Ao apresentar meio século de pensamento e produção arquitetónica em Portugal, a exposição de Paris é a demonstração prática de uma realidade que é, em tudo, o contrário daquele conjunto de visões estáticas, reacionárias mesmo.
Ao desenvolver ao longo de décadas um diálogo assente numa fusão inteligente entre o que é especificamente local e o que resulta do conhecimento do mundo que nos rodeia, isto é do global, a arquitetura portuguesa, sem deixar de expressar o que possam ser as heranças culturais e sociais decorrentes da sua condição geográfica, nunca abdicou de absorver a herança mais vasta do pensamento e da produção arquitetónica universal.
Por isso, embora possam suscitar espanto, deviam antes de mais ser merecedoras de respeito pela qualidade nelas contidas, obras como a igreja da “Sagrada Família”, de Amâncio (Pancho) Guedes, em Machava, Moçambique, a estaçāo ferroviária da Beira, de Joāo Garizo do Carmo, Francisco José de Castro e Paulo Melo Sampaio, em Moçambique, a "Casa em Ovar", de Paula Santos, uma das poucas arquitetas representadas na mostra, a embaixada de Portugal no Brasil, de Chorão Ramalho, ou a Casa das Mudas, na Madeira, de Paulo David. São escassos exemplos de uma lista longa onde se incluem obras, entre outros, de nomes referenciais como Fernando Távora, Nuno Teotónio Pereira, Francisco Keil do Amaral, Álvaro Siza, Gonçalo Byrne, Alcino Soutinho, Eduardo Souto Moura, Manuel Graça Dias, João Luís Carrilho da Graça, os irmãos Aires Mateus, Cristina Guedes e Francisco Vieira de Campos.

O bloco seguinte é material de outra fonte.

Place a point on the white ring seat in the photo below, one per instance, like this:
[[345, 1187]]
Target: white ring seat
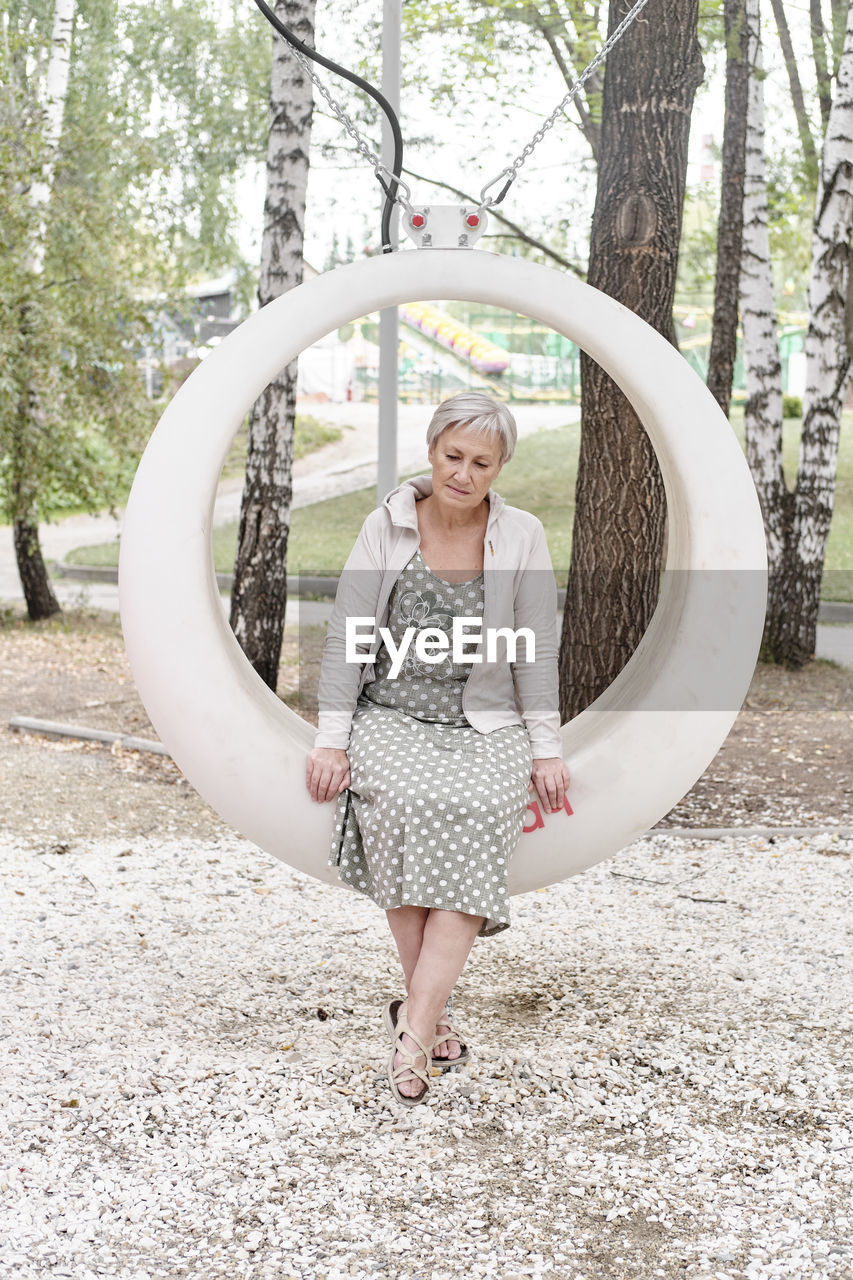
[[633, 754]]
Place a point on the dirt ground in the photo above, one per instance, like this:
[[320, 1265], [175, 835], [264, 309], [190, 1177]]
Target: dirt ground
[[787, 762]]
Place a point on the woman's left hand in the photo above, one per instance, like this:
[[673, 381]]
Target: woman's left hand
[[550, 777]]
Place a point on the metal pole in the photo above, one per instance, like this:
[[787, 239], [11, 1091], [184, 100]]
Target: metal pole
[[388, 320]]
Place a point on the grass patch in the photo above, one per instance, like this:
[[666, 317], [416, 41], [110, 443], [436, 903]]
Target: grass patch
[[541, 478]]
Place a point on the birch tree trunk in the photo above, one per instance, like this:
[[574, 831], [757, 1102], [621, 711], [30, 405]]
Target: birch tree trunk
[[828, 366], [724, 336], [797, 522], [620, 516], [41, 602], [259, 593], [763, 407]]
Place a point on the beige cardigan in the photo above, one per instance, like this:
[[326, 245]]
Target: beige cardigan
[[519, 592]]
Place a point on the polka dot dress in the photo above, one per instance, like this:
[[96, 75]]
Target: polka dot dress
[[434, 808]]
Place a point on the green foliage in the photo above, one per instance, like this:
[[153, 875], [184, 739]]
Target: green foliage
[[163, 106]]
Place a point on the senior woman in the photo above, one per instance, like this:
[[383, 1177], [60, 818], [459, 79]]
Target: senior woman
[[430, 750]]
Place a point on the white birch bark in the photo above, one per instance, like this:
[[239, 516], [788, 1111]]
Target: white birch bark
[[763, 407], [54, 100], [39, 594], [828, 359], [259, 592]]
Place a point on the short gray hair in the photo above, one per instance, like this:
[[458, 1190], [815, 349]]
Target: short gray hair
[[475, 412]]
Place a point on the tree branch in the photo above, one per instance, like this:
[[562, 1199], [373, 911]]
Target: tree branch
[[821, 64]]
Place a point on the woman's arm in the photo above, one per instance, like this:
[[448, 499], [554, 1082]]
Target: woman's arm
[[357, 595], [536, 607]]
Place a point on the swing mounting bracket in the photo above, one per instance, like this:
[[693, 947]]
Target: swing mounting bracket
[[443, 225]]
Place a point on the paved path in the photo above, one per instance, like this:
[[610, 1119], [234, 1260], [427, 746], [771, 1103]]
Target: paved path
[[343, 466]]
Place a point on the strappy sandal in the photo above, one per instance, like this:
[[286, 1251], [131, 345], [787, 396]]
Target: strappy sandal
[[445, 1064], [442, 1064], [396, 1073]]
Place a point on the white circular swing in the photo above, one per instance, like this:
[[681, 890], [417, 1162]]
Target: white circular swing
[[633, 754]]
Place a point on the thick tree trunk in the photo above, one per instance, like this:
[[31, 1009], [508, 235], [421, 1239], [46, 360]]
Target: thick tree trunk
[[763, 407], [41, 602], [649, 82], [35, 583], [724, 337], [259, 593]]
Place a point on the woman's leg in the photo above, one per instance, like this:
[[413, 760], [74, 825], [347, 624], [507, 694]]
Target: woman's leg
[[407, 923], [407, 927], [446, 942]]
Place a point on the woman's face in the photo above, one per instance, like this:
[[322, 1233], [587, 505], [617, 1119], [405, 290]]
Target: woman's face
[[464, 466]]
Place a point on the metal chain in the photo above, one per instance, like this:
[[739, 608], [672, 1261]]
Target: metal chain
[[360, 141], [511, 170]]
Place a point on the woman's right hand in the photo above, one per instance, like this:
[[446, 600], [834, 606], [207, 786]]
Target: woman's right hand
[[327, 772]]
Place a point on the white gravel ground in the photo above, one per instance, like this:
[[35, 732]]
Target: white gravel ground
[[194, 1073]]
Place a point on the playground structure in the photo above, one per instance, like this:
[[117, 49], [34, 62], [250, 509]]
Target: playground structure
[[633, 753]]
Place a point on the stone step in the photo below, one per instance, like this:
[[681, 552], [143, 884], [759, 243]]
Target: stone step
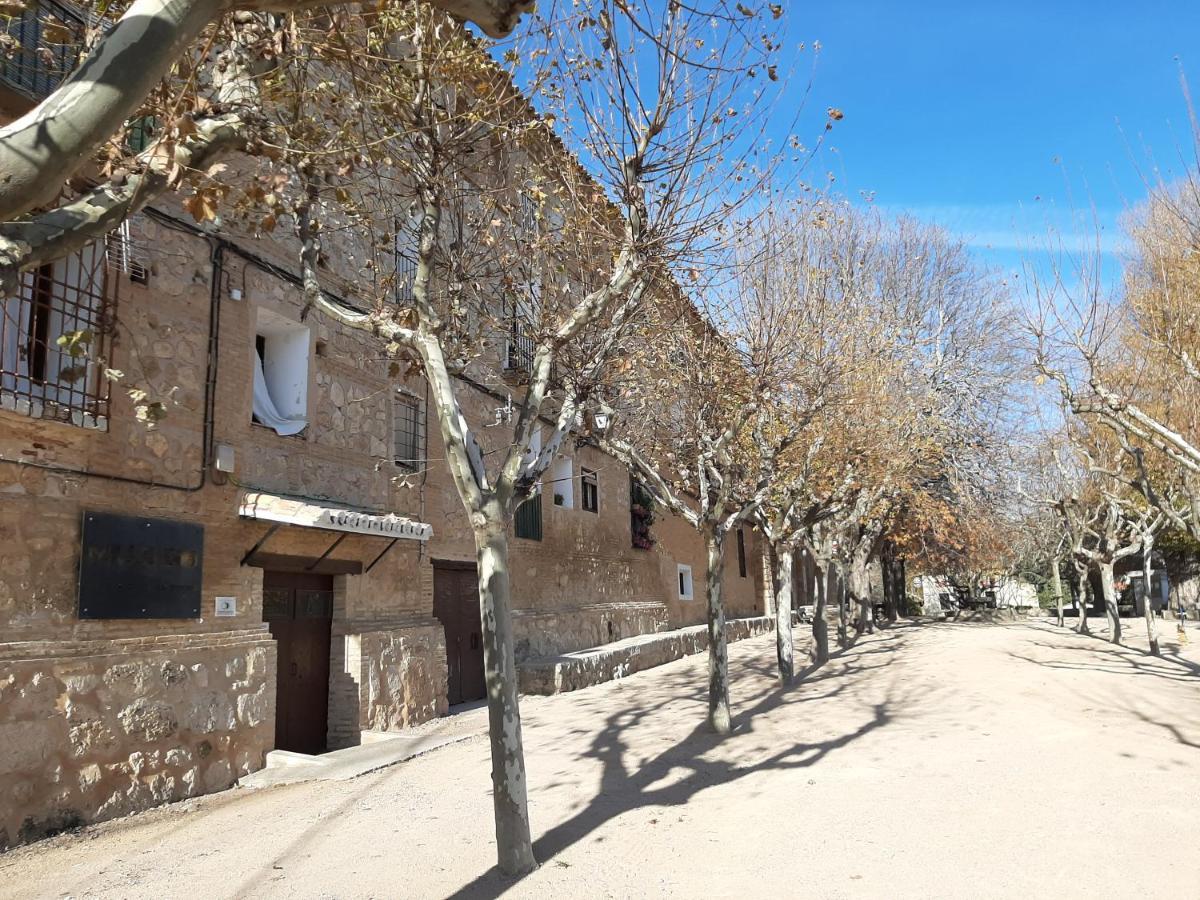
[[597, 665]]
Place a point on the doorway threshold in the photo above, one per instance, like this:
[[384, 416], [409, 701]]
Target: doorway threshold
[[378, 750]]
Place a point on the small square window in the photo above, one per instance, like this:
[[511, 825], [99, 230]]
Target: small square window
[[684, 576], [591, 486]]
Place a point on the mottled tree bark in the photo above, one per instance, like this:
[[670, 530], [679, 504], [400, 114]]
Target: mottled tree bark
[[1056, 587], [822, 575], [1085, 598], [843, 609], [1147, 547], [42, 149], [861, 593], [1110, 601], [718, 655], [785, 559], [510, 802]]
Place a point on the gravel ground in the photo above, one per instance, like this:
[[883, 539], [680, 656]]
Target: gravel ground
[[928, 761]]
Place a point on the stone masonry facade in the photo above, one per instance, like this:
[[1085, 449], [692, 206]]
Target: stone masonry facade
[[103, 717]]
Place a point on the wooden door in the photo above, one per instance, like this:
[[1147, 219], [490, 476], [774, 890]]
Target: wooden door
[[299, 610], [456, 606]]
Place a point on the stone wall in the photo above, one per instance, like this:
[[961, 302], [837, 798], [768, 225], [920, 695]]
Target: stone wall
[[100, 729], [403, 677], [546, 633], [573, 671]]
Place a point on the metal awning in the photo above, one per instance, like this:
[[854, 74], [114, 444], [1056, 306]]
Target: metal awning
[[286, 510]]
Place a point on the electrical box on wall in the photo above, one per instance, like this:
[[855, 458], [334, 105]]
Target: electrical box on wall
[[227, 459]]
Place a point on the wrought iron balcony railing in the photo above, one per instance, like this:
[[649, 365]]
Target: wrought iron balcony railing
[[47, 41]]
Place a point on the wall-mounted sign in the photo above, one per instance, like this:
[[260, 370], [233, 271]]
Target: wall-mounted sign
[[270, 508], [132, 568]]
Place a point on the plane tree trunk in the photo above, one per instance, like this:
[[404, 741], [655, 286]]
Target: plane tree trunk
[[1147, 547], [718, 655], [785, 561], [1085, 597], [1056, 587], [1110, 601], [822, 576], [510, 802]]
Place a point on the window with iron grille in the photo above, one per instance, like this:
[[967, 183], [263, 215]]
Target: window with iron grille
[[591, 487], [405, 249], [527, 520], [45, 40], [54, 339], [408, 430]]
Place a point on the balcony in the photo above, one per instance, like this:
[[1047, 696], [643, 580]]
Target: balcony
[[48, 39]]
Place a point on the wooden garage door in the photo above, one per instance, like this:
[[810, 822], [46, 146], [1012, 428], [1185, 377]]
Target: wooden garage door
[[456, 606], [299, 610]]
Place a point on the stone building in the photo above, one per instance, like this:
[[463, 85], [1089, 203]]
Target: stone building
[[232, 547]]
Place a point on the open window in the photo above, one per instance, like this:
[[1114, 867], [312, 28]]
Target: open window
[[282, 352], [408, 430], [683, 574], [54, 340], [589, 489], [527, 519], [562, 483]]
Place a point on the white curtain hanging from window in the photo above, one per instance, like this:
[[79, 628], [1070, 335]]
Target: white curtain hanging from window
[[264, 407]]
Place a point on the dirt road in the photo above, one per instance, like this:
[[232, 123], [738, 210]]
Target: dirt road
[[928, 761]]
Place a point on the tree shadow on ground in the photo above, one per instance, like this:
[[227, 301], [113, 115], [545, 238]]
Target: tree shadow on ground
[[627, 786], [1098, 640], [1115, 659]]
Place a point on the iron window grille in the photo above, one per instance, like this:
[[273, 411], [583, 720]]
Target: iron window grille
[[591, 489], [405, 250], [59, 307], [408, 430], [527, 520], [519, 348], [46, 40]]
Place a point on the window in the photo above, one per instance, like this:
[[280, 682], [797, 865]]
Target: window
[[528, 519], [281, 373], [641, 515], [54, 341], [591, 489], [684, 574], [408, 431], [562, 483]]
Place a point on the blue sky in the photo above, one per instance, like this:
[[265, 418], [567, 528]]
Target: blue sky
[[1002, 120]]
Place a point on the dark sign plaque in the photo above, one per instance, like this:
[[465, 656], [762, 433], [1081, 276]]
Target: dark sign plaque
[[133, 568]]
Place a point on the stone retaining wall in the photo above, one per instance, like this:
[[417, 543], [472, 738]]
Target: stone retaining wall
[[583, 669], [93, 730]]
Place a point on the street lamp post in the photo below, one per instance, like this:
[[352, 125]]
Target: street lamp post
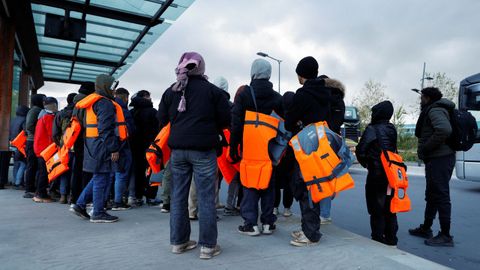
[[262, 54]]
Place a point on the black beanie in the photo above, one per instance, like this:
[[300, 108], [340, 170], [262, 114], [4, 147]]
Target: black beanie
[[87, 88], [432, 92], [307, 68], [70, 97]]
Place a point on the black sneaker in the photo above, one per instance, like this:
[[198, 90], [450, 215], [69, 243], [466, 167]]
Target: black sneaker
[[421, 232], [249, 230], [441, 240], [230, 212], [28, 195], [165, 208], [103, 218], [79, 211], [120, 206]]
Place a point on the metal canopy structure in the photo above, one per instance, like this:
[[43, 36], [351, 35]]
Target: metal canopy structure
[[117, 33]]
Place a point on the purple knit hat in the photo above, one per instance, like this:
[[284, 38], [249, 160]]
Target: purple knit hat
[[191, 63]]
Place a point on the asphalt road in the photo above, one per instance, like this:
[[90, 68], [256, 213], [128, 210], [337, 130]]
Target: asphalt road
[[349, 212]]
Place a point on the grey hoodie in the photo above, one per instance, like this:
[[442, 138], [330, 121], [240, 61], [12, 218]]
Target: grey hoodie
[[435, 130]]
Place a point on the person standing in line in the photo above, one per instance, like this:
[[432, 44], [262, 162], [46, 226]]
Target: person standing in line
[[20, 163], [32, 162], [433, 130], [42, 139], [379, 135], [196, 110]]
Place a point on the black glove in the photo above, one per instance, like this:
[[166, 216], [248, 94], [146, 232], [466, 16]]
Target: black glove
[[234, 156]]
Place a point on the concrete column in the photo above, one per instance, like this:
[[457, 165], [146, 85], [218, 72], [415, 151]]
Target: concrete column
[[7, 45], [24, 93]]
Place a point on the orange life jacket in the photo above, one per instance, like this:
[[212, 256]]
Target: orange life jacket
[[256, 165], [324, 171], [56, 160], [71, 133], [91, 122], [159, 153], [57, 164], [396, 172], [20, 142], [228, 169]]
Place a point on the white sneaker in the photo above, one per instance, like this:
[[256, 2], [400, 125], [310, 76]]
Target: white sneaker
[[300, 240], [208, 253], [268, 229], [325, 221], [179, 249]]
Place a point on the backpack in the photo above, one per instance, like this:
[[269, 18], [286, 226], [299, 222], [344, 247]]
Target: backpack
[[464, 130]]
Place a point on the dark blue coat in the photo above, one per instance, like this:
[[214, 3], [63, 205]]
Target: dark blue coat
[[98, 151]]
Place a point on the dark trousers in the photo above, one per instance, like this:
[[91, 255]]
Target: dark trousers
[[4, 165], [310, 211], [287, 197], [32, 166], [249, 205], [438, 172], [79, 179], [42, 179], [142, 187]]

Numa tradução inequívoca do valor do trabalho desenvolvido pelas diferentes gerações, é crucial perceber que neste exato momento há teatros, mesquitas, prédios de habitação, museus, igrejas e o mais que se possa imaginar, a serem construídos, com assinatura de arquitetos portugueses, nos mais diversas paragens do mundo. De Portugal à China ou aos Estados Unidos da América.
É o resultado da afirmação da qualidade de um trabalho ao qual já pouco interessará o debate sobre o regionalismo ou a insistência numa especificidade portuguesa. Ao construir a sua vocação universal, esta é uma arquitetura que, em definitivo, se libertou do mito do bom selvagem. Não é uma curiosidade arqueológica ou sociológica que seria curioso preservar. É uma realidade concreta, com propostas inovadoras, num mundo cada vez mais globalizado.
Valdemar Cruz é há mais de 20 anos jornalista do semanário Expresso, onde chegou após ter trabalhado noutros jornais e revistas. Responsável pela redação do semanário no Norte de Portugal, é licenciado pela Faculdade de Letras da Universidade do Porto. Várias vezes distinguido pelos seus trabalhos jornalísticos, recebeu em 2001 o Prémio Gazeta (Reportagem), o mais importante prémio de jornalismo atribuído em Portugal. Tem colaboração dispersa por vários órgãos de comunicação portugueses e estrangeiros. Tem vários livros publicados, entre os quais um sobre Álvaro Siza Vieira, intitulado Retratos de Siza.